For the purposes of exercising the rights to provide services or to establish itself in another Member State in accordance with Directive 2013/36/EU or Directive 2014/65/EU, the purchaser shall be considered to be a continuation of the institution under resolution, and may continue to exercise any such right that was exercised by the institution under resolution in respect of the assets, rights or liabilities transferred.
12.  
Member States shall ensure that the purchaser referred to in paragraph 1 may continue to exercise the rights of membership and access to payment, clearing and settlement systems, stock exchanges, investor compensation schemes and deposit guarantee schemes of the institution under resolution, provided that it meets the membership and participation criteria for participation in such systems.
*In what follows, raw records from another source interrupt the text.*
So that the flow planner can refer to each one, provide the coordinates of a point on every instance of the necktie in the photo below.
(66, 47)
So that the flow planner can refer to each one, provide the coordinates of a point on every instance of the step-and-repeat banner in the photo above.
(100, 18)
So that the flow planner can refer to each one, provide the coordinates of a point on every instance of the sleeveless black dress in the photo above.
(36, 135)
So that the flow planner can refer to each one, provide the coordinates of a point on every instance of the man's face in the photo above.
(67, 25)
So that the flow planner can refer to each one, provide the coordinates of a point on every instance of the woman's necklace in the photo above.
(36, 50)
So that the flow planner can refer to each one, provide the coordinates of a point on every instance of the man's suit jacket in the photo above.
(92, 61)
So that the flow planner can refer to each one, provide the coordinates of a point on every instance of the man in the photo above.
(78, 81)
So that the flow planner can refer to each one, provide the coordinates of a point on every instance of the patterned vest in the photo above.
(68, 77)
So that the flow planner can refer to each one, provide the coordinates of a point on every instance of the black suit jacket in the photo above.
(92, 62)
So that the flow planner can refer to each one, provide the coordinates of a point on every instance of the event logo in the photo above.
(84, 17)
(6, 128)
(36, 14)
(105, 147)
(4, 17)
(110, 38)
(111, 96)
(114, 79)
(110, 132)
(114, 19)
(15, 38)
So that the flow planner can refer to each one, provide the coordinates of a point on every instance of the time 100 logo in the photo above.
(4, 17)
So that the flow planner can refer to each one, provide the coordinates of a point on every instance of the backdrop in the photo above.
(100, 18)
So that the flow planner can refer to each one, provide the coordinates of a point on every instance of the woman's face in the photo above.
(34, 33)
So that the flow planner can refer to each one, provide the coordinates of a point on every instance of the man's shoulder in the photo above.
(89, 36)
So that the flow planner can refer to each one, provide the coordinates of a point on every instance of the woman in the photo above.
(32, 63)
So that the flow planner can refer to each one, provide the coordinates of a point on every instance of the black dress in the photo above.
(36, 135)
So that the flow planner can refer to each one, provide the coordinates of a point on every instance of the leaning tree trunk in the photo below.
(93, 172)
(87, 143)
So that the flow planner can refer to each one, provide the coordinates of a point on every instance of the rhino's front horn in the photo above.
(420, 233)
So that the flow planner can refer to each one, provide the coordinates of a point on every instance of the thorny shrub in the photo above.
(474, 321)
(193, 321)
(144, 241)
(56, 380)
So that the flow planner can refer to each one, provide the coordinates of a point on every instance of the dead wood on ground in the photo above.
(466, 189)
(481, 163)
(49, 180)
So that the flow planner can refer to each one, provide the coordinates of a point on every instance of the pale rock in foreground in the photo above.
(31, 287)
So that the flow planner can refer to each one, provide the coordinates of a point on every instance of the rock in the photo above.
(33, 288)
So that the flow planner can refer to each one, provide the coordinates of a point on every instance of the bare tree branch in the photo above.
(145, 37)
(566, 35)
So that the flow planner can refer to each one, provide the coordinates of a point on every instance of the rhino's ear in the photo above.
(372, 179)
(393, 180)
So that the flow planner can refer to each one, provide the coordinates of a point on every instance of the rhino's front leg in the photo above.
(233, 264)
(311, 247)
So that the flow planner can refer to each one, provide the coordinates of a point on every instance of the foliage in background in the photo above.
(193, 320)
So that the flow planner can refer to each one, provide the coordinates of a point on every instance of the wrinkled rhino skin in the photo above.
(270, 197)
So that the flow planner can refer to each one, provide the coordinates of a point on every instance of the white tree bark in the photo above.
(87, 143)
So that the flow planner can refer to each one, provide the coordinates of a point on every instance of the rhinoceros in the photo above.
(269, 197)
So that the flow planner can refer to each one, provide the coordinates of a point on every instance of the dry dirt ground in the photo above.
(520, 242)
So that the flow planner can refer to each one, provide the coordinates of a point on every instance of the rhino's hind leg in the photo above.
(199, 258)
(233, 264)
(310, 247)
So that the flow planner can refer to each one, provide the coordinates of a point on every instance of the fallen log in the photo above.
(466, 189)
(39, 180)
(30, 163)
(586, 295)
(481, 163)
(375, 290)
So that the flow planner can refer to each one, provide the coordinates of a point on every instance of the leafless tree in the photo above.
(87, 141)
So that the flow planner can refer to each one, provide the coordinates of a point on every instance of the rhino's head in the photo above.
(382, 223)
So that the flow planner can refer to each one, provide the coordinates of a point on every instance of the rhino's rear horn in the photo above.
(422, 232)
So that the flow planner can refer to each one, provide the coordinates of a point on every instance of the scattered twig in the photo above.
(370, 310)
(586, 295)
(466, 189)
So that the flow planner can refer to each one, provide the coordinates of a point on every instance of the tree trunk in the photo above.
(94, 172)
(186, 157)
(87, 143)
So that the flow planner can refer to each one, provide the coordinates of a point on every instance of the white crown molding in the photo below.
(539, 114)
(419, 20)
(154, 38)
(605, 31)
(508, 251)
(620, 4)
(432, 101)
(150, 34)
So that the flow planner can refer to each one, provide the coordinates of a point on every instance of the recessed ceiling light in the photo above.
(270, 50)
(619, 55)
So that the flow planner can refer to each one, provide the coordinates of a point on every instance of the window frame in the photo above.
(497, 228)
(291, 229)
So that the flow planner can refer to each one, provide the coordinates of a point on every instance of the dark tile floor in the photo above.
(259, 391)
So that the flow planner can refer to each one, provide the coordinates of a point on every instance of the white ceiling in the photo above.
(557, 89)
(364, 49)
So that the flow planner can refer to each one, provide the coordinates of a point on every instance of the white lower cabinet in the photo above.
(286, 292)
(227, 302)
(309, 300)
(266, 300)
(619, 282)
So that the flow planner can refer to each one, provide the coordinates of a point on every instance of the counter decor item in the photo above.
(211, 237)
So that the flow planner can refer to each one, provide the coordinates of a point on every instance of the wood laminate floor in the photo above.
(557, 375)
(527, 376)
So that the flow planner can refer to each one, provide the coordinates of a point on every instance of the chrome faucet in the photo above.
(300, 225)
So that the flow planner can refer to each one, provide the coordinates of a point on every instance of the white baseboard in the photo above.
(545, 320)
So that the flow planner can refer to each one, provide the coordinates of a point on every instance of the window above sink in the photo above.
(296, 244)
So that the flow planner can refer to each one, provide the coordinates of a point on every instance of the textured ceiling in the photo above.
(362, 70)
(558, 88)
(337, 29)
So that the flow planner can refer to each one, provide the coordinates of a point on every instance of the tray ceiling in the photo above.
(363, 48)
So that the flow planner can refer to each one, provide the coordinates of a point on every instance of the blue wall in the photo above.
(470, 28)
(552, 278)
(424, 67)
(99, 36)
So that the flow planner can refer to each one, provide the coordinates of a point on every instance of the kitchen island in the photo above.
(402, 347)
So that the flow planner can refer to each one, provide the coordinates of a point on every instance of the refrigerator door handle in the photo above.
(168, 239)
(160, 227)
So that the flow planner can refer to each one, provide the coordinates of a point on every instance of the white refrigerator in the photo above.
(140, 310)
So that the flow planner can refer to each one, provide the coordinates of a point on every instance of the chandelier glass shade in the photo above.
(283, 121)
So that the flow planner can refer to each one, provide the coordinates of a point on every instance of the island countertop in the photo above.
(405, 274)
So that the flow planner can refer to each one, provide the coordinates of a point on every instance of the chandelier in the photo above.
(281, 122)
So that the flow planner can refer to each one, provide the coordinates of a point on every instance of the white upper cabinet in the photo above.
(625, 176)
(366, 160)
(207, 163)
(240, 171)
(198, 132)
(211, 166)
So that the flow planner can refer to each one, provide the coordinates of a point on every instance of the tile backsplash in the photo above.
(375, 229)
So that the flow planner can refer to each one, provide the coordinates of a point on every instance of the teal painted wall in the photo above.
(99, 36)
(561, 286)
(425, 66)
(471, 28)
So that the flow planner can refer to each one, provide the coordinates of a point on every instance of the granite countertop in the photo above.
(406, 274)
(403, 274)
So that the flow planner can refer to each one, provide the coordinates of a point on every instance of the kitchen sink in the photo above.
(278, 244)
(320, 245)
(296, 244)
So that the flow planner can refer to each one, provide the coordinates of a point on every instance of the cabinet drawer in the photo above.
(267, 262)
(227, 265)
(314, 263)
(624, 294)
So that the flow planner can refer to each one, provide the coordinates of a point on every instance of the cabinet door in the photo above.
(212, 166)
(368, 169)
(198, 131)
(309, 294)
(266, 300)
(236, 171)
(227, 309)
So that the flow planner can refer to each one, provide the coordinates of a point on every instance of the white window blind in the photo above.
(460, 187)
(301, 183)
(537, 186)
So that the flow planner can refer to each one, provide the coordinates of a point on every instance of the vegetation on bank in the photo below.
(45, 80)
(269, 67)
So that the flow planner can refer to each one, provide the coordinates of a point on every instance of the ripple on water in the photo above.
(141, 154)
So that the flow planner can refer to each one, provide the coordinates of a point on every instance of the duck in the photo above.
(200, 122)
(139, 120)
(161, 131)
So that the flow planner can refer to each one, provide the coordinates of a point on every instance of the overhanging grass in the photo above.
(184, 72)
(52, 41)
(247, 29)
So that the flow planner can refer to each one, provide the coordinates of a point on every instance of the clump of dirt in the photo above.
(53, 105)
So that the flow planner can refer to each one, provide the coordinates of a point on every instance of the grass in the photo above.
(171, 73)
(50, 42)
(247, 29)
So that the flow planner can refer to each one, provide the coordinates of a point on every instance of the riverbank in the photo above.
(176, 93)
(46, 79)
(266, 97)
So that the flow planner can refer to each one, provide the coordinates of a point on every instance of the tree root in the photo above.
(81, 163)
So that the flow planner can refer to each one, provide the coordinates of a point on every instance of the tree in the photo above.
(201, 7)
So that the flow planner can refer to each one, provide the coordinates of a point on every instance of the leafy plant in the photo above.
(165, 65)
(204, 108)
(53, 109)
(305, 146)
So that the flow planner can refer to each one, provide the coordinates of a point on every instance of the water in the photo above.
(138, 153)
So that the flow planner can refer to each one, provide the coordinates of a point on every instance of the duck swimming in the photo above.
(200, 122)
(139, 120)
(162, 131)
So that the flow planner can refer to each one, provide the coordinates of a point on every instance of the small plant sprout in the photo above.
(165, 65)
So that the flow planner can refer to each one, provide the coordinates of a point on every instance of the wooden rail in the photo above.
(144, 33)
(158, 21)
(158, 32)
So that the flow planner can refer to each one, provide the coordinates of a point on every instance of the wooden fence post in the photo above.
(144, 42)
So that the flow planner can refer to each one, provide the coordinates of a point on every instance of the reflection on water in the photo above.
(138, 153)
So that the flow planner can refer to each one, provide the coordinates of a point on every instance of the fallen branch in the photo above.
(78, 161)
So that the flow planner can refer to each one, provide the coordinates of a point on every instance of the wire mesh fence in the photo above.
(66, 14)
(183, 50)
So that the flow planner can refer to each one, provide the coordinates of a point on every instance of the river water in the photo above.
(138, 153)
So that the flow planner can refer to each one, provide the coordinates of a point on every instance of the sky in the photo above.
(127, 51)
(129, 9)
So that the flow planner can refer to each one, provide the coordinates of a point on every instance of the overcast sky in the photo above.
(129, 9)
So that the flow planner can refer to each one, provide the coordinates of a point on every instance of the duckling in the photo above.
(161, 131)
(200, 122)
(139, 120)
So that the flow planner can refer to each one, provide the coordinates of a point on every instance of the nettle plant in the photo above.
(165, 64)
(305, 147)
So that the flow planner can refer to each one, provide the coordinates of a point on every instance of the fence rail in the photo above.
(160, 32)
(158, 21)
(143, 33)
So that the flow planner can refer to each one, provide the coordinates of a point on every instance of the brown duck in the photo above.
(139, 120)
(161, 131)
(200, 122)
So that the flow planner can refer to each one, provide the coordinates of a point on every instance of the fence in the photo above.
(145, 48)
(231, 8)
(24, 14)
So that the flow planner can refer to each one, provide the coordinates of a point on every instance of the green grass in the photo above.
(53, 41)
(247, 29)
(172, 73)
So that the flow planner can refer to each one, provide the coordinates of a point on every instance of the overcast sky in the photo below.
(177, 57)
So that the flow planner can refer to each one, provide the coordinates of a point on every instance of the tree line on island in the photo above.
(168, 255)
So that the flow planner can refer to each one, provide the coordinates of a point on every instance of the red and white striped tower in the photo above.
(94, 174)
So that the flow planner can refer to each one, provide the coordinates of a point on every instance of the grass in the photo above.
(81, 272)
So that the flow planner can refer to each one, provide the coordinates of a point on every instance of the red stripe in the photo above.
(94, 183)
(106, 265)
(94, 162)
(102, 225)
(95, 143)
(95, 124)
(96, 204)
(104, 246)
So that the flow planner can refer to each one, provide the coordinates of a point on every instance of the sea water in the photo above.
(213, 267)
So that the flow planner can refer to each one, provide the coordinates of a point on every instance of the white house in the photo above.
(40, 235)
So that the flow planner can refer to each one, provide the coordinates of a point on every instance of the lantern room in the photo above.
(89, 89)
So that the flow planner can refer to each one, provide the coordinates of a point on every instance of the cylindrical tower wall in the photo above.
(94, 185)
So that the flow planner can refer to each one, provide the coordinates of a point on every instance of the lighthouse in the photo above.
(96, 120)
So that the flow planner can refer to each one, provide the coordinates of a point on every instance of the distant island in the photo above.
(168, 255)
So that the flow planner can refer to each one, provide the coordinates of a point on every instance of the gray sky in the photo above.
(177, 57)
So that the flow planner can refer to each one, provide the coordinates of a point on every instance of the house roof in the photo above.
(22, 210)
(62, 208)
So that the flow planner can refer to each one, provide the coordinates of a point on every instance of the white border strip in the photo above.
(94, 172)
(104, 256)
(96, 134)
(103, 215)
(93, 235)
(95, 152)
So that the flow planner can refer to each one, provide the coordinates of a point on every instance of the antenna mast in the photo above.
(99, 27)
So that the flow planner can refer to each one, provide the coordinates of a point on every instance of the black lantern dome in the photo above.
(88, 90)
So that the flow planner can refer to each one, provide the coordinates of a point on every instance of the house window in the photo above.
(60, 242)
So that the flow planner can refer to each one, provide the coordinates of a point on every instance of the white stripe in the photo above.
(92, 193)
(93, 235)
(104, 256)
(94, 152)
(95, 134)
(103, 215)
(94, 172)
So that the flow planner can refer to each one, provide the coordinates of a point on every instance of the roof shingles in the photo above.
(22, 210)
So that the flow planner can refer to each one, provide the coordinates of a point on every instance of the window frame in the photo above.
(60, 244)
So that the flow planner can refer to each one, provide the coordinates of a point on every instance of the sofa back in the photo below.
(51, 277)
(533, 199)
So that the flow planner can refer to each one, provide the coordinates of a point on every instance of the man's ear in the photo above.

Notwithstanding the first subparagraph, Member States shall ensure that:

(a) 

access is not denied on the ground that the purchaser does not possess a rating from a credit rating agency, or that rating is not commensurate to the rating levels required to be granted access to the systems referred to in the first subparagraph;

(b) 

where the purchaser does not meet the membership or participation criteria for a relevant payment, clearing or settlement system, stock exchange, investor compensation scheme or deposit guarantee scheme, the rights referred to in the first subparagraph are exercised for such a period of time as may be specified by the resolution authority, not exceeding 24 months, renewable on application by the purchaser to the resolution authority.

13.  
Without prejudice to Chapter VII of Title IV, shareholders or creditors of the institution under resolution and other third parties whose assets, rights or liabilities are not transferred shall not have any rights over or in relation to the assets, rights or liabilities transferred.